If you have watched the news at all lately (which I’ve actually been great at avoiding!), you’ve noticed that the financial markets have teetered off of their precipice and fallen into the dark abyss. I wrote a little about this in an earlier post.
The Dow today was down 700 points at one point after the $700 billion governmental bailout package was shot down by the House. Chances are that the planned re-vote will also fail.
What do you do in situations like this? Well, I have a philosophy around how to deal with these type of situations. It’s based on over 10 years of active investing and general interest in how financial markets work.
The first thing you do in a situation like this…is DO NOTHING. A common reaction is to immediately sell to avoid further losses. Getting rid of the assets gives a false sense of calm since the loss is no longer visible when you check your brokerage account and look at the performance of the individual assets you still own!
Another common reaction is to buy or dollar-cost-average. That is to say, assume that the market can’t go down any more and buy low with assumption the coming gains will offset your loss. Again, this strategy rarely works.
In situations where there is massive panic and market reaction, I DO NOTHING. I do not buy or sell. I sit with what I have.
What I do DO, is I plan. I think about what kind of assets I have. What industries am I invested in? How much money do I have in commodities like Gold and Oil-related assets/industries?

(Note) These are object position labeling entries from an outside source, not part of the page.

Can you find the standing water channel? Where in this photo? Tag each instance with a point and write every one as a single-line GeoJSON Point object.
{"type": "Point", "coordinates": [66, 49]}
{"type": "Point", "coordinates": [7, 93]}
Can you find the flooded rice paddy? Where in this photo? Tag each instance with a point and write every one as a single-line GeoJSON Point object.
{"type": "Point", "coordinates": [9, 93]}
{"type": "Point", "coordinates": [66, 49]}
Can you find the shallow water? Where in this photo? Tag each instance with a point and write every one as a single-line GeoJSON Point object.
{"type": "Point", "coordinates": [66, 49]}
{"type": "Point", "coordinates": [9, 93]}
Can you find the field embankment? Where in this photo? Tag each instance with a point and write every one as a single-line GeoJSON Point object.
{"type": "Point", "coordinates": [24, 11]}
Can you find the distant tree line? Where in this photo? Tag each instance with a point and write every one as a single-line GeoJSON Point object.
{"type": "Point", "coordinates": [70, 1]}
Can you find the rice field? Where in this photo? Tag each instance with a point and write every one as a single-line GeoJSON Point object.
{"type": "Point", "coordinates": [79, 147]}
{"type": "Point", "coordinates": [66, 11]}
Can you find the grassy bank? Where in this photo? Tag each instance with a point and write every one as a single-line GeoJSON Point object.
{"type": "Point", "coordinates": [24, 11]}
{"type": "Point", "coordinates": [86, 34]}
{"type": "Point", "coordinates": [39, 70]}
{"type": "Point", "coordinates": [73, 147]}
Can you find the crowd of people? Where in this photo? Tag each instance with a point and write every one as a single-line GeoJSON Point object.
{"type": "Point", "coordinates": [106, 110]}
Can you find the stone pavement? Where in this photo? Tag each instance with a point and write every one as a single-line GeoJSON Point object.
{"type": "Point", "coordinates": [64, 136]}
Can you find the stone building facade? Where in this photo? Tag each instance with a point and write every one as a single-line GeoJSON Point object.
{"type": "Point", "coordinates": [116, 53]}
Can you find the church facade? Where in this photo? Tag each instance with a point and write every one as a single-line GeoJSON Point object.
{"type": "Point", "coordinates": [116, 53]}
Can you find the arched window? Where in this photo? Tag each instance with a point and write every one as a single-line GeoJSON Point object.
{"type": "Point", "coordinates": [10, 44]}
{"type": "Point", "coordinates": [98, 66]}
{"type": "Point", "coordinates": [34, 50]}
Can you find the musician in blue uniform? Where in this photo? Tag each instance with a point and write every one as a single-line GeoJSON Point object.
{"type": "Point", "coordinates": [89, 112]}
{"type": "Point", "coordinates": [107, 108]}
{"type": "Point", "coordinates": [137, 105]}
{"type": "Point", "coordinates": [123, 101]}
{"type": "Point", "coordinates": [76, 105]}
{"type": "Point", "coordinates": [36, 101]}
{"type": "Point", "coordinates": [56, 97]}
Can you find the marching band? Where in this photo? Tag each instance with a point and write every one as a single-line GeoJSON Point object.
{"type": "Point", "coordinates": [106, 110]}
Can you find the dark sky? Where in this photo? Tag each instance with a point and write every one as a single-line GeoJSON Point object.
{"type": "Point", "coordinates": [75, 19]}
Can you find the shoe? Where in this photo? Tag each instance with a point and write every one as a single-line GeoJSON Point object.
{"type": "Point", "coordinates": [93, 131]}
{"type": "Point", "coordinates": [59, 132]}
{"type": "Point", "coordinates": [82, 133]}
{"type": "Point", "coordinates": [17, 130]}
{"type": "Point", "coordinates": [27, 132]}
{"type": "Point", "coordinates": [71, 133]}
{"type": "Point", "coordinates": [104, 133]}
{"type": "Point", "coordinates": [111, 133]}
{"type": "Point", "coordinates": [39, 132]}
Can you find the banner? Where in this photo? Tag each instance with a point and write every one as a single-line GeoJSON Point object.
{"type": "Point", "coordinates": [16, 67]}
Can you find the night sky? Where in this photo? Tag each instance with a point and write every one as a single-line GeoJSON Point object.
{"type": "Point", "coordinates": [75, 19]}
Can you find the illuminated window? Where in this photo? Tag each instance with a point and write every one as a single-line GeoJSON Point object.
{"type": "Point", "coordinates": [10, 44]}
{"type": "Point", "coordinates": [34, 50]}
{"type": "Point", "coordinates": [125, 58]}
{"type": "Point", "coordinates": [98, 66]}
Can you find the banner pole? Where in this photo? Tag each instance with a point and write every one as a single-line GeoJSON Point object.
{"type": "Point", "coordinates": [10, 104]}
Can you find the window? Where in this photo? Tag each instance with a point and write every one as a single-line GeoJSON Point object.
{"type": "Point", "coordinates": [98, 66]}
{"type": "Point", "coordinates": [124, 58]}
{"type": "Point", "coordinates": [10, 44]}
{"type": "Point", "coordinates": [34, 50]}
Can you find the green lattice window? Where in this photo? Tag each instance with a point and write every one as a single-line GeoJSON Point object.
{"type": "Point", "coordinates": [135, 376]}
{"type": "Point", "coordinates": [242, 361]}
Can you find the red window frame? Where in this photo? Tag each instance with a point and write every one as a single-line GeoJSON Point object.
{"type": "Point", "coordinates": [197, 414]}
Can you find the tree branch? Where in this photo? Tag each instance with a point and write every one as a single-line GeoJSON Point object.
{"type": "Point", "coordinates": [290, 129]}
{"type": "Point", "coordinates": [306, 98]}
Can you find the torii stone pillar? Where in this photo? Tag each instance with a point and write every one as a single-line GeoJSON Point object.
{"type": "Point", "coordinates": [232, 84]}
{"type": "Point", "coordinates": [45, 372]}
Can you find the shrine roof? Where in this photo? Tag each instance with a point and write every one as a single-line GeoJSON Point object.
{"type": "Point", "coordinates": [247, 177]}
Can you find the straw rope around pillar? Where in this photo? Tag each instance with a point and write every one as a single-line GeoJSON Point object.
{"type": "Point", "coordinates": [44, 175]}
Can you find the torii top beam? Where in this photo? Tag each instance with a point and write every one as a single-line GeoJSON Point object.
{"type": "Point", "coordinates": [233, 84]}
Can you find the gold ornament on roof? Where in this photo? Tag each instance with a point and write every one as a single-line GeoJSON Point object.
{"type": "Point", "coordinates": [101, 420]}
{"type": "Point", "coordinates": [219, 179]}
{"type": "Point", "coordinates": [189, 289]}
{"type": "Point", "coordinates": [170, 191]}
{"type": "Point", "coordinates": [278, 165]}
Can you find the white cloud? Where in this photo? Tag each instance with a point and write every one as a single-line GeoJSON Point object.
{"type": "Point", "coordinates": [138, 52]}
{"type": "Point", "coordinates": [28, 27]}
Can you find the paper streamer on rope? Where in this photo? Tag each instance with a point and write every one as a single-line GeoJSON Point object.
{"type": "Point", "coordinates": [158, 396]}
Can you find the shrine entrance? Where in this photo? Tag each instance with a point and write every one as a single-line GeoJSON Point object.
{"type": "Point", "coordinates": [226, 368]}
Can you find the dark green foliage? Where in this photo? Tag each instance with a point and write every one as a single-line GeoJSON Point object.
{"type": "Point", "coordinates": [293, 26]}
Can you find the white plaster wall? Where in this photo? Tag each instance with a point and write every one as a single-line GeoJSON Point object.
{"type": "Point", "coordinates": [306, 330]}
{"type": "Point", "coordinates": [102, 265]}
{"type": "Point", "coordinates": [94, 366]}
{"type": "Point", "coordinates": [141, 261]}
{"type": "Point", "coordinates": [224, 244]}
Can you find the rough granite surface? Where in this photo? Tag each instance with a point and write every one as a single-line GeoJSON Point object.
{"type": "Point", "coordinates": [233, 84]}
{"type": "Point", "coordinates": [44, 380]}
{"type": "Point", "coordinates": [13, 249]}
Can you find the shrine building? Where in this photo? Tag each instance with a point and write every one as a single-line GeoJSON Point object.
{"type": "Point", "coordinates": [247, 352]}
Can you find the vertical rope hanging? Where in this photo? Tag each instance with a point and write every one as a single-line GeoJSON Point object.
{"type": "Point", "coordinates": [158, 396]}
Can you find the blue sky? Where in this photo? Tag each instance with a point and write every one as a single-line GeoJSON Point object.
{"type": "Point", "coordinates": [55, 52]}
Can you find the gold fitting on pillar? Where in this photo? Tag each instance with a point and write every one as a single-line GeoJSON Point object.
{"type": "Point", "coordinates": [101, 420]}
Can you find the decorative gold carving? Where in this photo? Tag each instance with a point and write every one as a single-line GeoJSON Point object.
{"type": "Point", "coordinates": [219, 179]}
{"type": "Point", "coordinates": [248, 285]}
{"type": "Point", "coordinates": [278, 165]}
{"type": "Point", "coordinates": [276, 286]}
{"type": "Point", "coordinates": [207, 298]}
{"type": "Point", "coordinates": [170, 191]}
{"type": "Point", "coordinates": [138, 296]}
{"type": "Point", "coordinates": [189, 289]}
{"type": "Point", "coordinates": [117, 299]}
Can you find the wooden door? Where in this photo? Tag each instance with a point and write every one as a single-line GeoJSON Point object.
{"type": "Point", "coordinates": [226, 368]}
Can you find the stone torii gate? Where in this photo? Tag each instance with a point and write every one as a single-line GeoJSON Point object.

How much cash do I have? Where is my cash invested? Is my cash in a money market? If so, is the money market “safe” (i.e. investing in assets that are not exposed to the financial turmoil under way)? How much exposure do I have in US vs Global markets? Is my money in FDIC insured accounts/assets?
I plan like crazy.
Planning gets you out of your emotions and gives you a way to logically think about where you are at financially. You then are in a much better position to make prudent decisions with your money once the markets have had a chance to digest all the news that is current hitting the airwaves.
Normally, markets over-react to news (both on the upside and downside). Right now, I am guessing that we haven’t seen the end of the decline. However, I would also guess that we will see some degree of recover after the markets have settled. I don’t know when this will happen, but for now I am waiting this out. Once the news stops trumpeting impending market doom as the big front-page headline, I’ll adjust and take any required action on my portfolio.